State v. Hernandez
State v. Hernandez, 2020 UT App 58 (Mortensen, J.)
The defendant pulled into a parking lot that was frequented by men seeking prostitutes. He was in his car for less than one minute before an undercover officer approached him and solicited him. They discussed money and sex and agreed to meet in a certain spot. The police arrested the defendant as he drove away from the parking lot. The State charged the defendant with patronizing a prostitute. The defendant moved to dismiss the charge because he was entrapped. The district court granted the motion. The State appealed. The Utah Court of Appeals reversed, holding:
- Here, the district court incorrectly applied the objective standard. Looking through the lens of an objective standard, courts evaluate whether the methods used by the government created a substantial risk of inducing a person to commit an offense when that person was not otherwise inclined to commit it. Here, an officer posing as a prostitute wearing dingy clothes approached the defendant shortly after the defendant pulled his car into an area known for prostitution. The officer asked the defendant if he was looking for a date, and after the defendant responded affirmatively, the detective proceeded to solicit sex for payment in explicit terms. The detective gave the defendant an opportunity to desist when she denied his first offer.

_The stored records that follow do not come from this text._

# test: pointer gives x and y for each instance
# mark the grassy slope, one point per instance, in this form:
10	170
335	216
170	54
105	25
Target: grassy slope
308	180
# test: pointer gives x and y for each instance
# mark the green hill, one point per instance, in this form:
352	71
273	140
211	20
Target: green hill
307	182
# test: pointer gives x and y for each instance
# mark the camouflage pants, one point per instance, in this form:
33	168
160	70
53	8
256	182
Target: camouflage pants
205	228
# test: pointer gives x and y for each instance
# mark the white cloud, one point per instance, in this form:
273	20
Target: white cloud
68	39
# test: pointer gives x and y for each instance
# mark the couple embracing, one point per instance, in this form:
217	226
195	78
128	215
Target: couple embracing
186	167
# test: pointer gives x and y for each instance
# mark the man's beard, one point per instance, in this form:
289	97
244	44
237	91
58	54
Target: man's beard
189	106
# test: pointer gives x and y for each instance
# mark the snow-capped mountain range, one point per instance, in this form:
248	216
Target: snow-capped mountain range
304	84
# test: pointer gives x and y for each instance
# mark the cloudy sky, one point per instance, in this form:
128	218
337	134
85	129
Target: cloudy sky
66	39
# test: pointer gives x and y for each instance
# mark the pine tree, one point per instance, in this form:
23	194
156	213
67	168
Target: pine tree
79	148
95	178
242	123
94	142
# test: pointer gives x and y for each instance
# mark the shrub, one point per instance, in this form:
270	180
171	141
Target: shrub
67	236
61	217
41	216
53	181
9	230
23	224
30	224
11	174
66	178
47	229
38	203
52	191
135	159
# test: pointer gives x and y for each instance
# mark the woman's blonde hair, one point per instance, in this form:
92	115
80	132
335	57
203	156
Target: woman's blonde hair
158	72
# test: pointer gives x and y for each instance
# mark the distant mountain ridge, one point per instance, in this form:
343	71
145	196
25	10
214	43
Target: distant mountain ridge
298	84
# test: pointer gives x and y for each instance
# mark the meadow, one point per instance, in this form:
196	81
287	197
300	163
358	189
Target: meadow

But then the detective accepted his second offer. Under these facts, the Court could not conclude as a matter of law that the government employed prohibited methods of inducement.
- Under the facts here, an entrapment defense is not sure to leave all reasonable minds with a reasonable doubt as to whether the defendant acted on his own inclination. Instead, the facts shown prove that the government merely afforded the defendant the opportunity to commit the offense.